Q. My wife’s father, who she adored, has died and she is to be his sole beneficiary. She intends to import a mass of low-grade ‘ornaments’ and unappealing furniture into our home. I’m afraid these things will, to be blunt, lower the tone of the house I inherited myself. I am fairly well-known in the art world – so it matters. Any advice, Mary?
– Name and address withheld
A. Enthuse to your wife that you feel her late father’s possessions, so redolent of his distinctive character, would get lost if inserted piecemeal into the existing decor of your house. Instead, why not make it a project to magically recreate the atmosphere of his former home by clearing a room and turning it over to his memory? She is bound to agree that placing all of the incoming ornaments and furniture into the one space would allow the inheritance to more powerfully resonate.

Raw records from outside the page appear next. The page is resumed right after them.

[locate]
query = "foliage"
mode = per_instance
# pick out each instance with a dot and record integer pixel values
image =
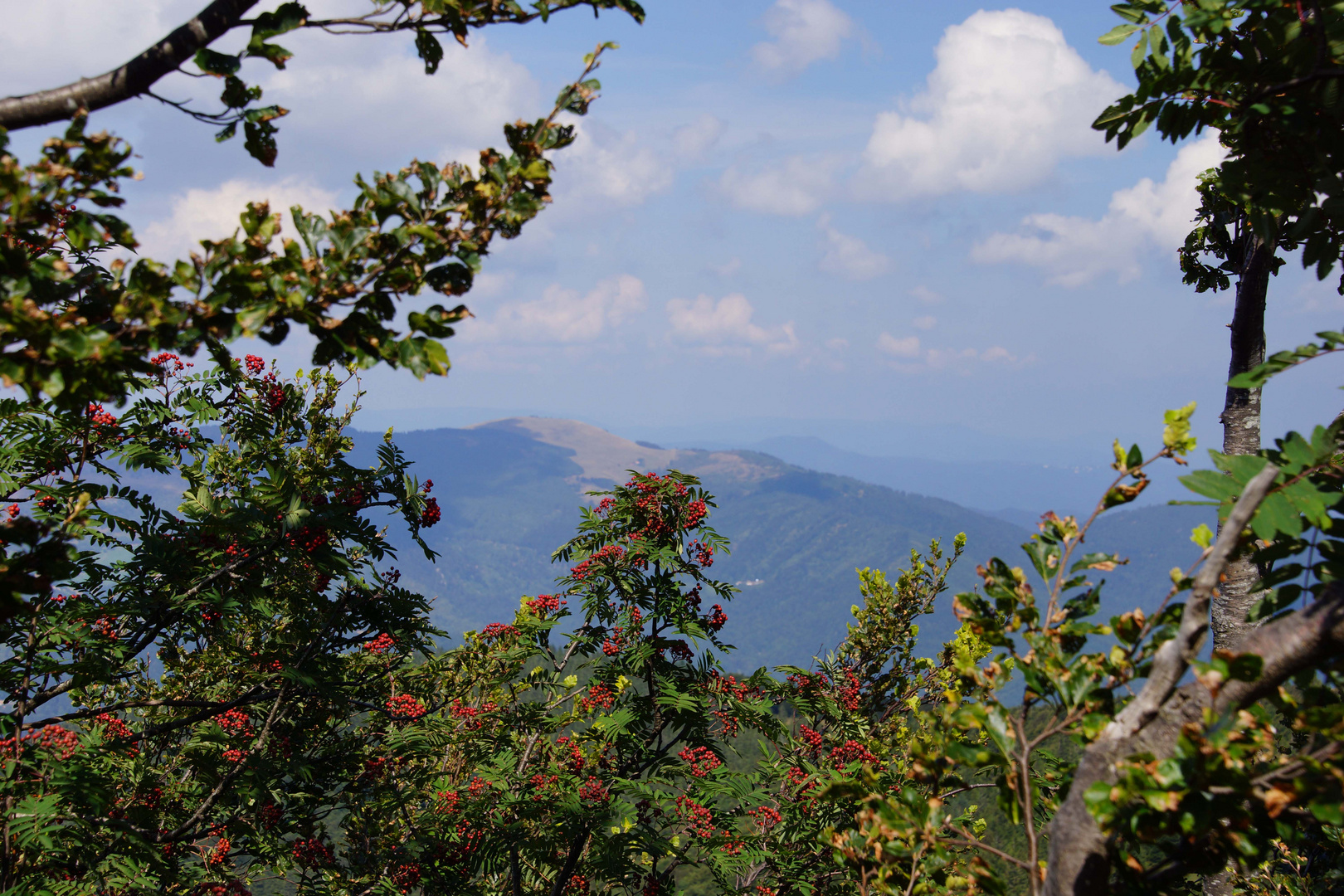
(1266, 75)
(425, 19)
(71, 327)
(208, 657)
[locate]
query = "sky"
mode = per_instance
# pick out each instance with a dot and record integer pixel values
(888, 225)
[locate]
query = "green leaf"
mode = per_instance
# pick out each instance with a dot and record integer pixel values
(1118, 34)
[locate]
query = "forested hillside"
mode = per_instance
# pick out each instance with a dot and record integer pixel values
(509, 494)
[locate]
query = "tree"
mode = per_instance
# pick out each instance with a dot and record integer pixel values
(1266, 75)
(191, 41)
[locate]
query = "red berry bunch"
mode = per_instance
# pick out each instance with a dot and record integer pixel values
(382, 644)
(405, 705)
(698, 818)
(600, 698)
(765, 816)
(496, 631)
(593, 791)
(169, 363)
(219, 855)
(431, 514)
(609, 553)
(543, 603)
(702, 761)
(236, 722)
(851, 751)
(695, 514)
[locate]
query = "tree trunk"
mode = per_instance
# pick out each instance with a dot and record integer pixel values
(127, 80)
(1241, 436)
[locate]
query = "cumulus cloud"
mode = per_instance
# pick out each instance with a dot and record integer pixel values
(804, 32)
(926, 296)
(795, 186)
(726, 327)
(611, 167)
(1142, 218)
(563, 314)
(1007, 101)
(908, 353)
(849, 256)
(694, 140)
(212, 214)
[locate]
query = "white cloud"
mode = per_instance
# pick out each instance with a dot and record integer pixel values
(913, 356)
(694, 140)
(1148, 215)
(1006, 102)
(726, 327)
(906, 347)
(604, 165)
(791, 187)
(46, 45)
(212, 214)
(850, 257)
(926, 296)
(804, 32)
(563, 314)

Q. I run a small charitable organisation in which endeavour I am given invaluable pro bono assistance by a web designer. My problem is that my husband keeps introducing himself to this young man as though they have never met before. I worry that my helper will be offended, thinking my husband must have deemed him not worthy of remembering. What should I do?
– L.G., Dorset
A. Next time you are working with the young man, ask him to hold on while you quickly ring your sister (or similar close relative). Within his earshot dial your own number and leave a message along these lines: ‘Please don’t be offended that X didn’t recognise you again. He hardly recognises me these days.’ Without further explanation, turn back to the young man and carry on with your work.

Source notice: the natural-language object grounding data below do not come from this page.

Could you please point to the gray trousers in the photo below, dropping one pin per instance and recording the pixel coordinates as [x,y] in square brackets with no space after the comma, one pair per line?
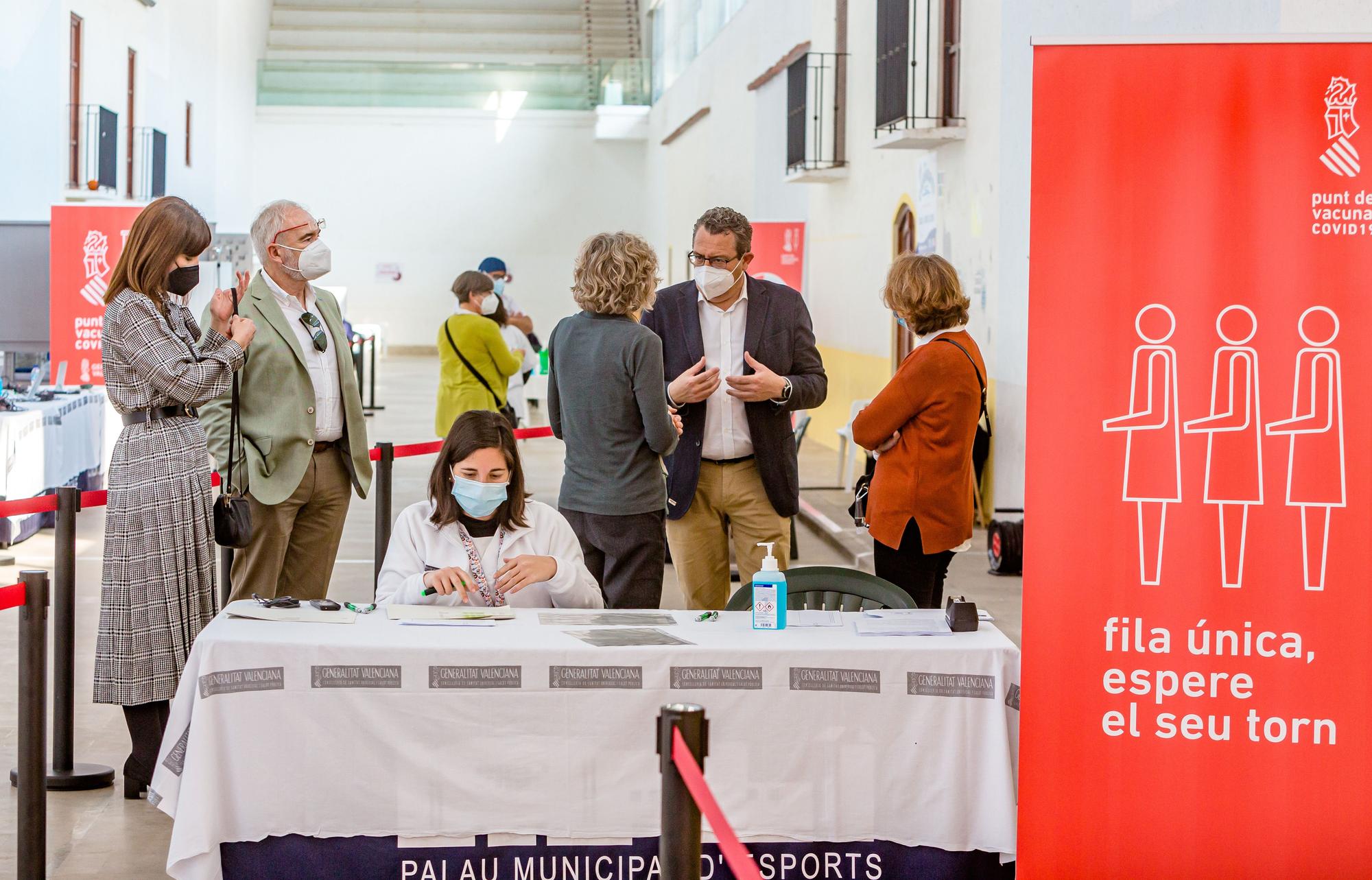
[626,554]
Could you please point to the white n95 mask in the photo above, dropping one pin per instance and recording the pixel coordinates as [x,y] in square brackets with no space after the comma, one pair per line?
[714,283]
[315,259]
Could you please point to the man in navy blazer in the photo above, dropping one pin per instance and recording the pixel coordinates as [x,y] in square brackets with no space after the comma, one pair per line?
[743,357]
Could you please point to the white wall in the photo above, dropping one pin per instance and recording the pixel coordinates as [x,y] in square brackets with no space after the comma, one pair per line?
[200,51]
[436,192]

Q. Weekend guests in the country will need to charge their electric vehicles. If they do so, should the host’s electricity be provided gratis? The instincts of generous hosts will be to give the electricity, but over time this will represent a major transfer of the cost of weekending from guest to host, equivalent to buying a tank of petrol or diesel for one’s guests. A ruling from you will ensure that both hosts and guests know the form before the question arises.
– J.H., Raynham, Norfolk
A. As a host, you are prepared to pay for the other resources your guests will use – logs, hot water etc, to say nothing of food and wine. To ask for £15.10, the average cost of a full charge, will strike a contrastingly inhospitable note. Bear in mind that if they bring their own car, you are being spared the cost of petrol involved in their collection from and delivery back to the railway station. Don’t mention the cost, but if they insist on paying, then gratefully accept.